Tidak sedikit orang yang memilih memaklumi keluhan seperti gangguan ereksi, penurunan hasrat seksual, atau pada perempuan sulit menahan buang air kecil sebagai “kodrat” karena sudah tidak muda lagi.
Sebagian lainnya khawatir menjadi bahan pembicaraan orang di belakang, dinilai kurang baik, atau dianggap gagal menjalani peran sebagai pasangan. Persepsi inilah yang membuat banyak orang memilih diam, meski keluhan yang dialami terus berulang dan mengganggu keseharian.
“Nanti dibicarakan orang di belakang, dianggap jadi orang yang kurang baik. Atau dianggapnya namanya udah tua, yaudah itu kodratnya gitu. Padahal yang namanya kepuasan seksual, itu sebuah kebutuhan,” jelas dr. Dimas.
Baca juga: Rutin Berhubungan Intim Bisa Menurunkan Tingkat Depresi, Benarkah?
Pandangan-pandangan tersebut tidak sejalan dengan konsep kesehatan secara menyeluruh.

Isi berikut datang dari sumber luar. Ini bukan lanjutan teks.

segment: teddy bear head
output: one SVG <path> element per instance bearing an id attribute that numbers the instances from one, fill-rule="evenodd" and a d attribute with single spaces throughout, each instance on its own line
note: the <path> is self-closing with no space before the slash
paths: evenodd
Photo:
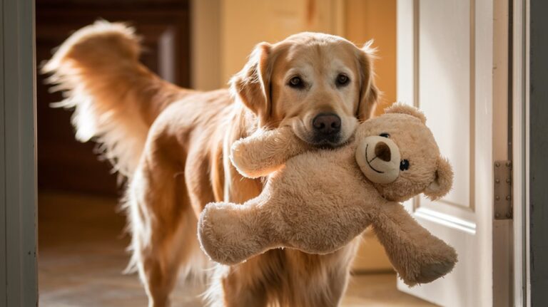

Organisasi Kesehatan Dunia (WHO) menempatkan kesehatan seksual sebagai bagian penting dari kesejahteraan seseorang, tidak hanya secara fisik, tetapi juga mental dan sosial.
Adapun dr. Dimas selalu menekankan pentingnya meningkatkan kesadaran masyarakat bahwa masalah kesehatan intim bukan hal yang harus ditutup-tutupi.
Ia menyebut, berbagai keluhan seperti disfungsi ereksi, ejakulasi dini, ukuran penis yang dianggap terlalu kecil, gangguan kesuburan, hingga testosteron rendah pada pria sebenarnya bisa ditangani secara medis. Begitu pula permasalahan kesehatan intim pada wanita.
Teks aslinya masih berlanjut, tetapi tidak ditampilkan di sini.